Koufos? I wonder about his motor. He shoots it well, with range, but they do this drill at the end of the workout where the already-tired players run baseline to baseline for three minutes.
I don’t want to say Koufos loafed (although you could have timed him with a sun dial) but he was taking his sweet time except for about the first 45 seconds and all of a sudden got to sprinting in the last 25 or 30 seconds. Full effort? I’m not sure. Hardly a way to impress.
Still, he’s a good shooter to just about three-point range and doesn’t mind some contact under the basket.
Oh, and here’s the other thing about Koufos.
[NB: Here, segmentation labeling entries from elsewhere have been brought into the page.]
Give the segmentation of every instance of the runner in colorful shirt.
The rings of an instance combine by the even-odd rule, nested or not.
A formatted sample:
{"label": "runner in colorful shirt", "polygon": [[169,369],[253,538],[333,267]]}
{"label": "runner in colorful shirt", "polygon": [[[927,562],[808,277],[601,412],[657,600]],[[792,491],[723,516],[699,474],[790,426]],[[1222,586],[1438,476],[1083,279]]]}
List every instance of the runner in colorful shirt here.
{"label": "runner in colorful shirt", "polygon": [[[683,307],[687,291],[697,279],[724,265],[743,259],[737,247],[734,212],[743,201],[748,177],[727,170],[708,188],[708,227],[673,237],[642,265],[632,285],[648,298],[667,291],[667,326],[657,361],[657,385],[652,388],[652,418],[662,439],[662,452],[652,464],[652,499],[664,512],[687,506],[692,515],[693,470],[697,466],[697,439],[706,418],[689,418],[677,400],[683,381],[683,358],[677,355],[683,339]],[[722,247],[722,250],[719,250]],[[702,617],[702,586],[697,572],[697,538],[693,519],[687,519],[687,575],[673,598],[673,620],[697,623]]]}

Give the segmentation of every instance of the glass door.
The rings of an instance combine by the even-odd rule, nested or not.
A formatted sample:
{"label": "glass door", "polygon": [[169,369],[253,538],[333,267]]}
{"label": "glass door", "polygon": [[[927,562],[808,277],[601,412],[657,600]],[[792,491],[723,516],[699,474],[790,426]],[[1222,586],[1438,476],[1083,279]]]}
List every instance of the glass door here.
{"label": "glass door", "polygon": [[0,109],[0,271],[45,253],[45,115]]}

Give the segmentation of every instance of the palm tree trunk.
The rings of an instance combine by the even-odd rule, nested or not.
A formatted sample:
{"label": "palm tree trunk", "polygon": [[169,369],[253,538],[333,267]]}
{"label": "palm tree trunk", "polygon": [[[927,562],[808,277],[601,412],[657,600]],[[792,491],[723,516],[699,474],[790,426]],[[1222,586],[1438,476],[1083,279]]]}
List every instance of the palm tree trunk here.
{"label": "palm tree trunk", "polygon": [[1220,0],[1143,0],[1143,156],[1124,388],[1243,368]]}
He has a Greek passport, has already turned down a multi-million dollar offer from Olympiakos and there are fears around the league that if he doesn’t like where he’s drafted, he might go to Europe for a couple of years and make more money there than he can in the NBA.
I asked him about it and he gave me a stock, agent-driven answer about only being concerned right now about the NBA.
A quick one from the mail:
Q: It seems to me like the NBA is lacking GM's with any sort of insight into the game. Teams like Phoenix, Dallas for example. They try to pull off blockbuster trades, have them fail, and then fire their coaches? I don't understand. Why don't GM's have faith in their coaches and players? What is the logic behind trading your way to a Championship?
Craig S, Halifax
A: Yeah, those dopey general managers who try to trade their way to a championship have no idea what they’re doing. They should be building championship contenders the way they did this year in Boston and Los Angeles.
The logic behind making trades is to improve your team, sometimes trades work (Celtics, Lakers), sometimes they don’t (Suns, Mavs).
And coaches, unfortunately, are sometimes simply disposable.
Another workout tidbit:
I can report that Jeremy Pargo has the same ability as a volume shooter as his brother, Jannero.
Here’s the one problem I see with Chris Bosh doing Leno as the special NBA final correspondent. There’s a chance that at the same time his bit airs tonight, the game may be in its dying minutes. Thanks for those 9 p.m. starts, NBA.
Remember the X Drill from yesterday? The left elbow, right elbow, left corner, right corner, top of the key shooting drill that was a killer.
Well, the modified it a bit yesterday. Instead of having to make 15 shots from the spots inside the three-point line, they cut it to 12; and they only had to make nine from beyond the arc.
Still took forever.
Hope we get to see Douglas-Roberts, Rush and Walker do it today.
Q: When Russell and Wilt would grab dozens of rebounds every night, was it because of something unique about that era of basketball or were they really that good at it?
Was it that the game was played differently (e.g. the game was more about transition so only the centre would be there to rebound); were Russ and Wilt just so much bigger than everyone else?
Do you think they would be able to get those same numbers if they were in their prime today?
Michael K, Toronto
A: It’s easy: More shots, more misses, more chances.
Watch games from back then and they play at a frenetic pace, coaches didn’t call every single play – or hardly any, it seems – and that created far more rebounds.
They wouldn’t get the same numbers today but I guarantee you that, if they were in their prime, they’d be right at the top of the rebounding totals with whatever number was needed.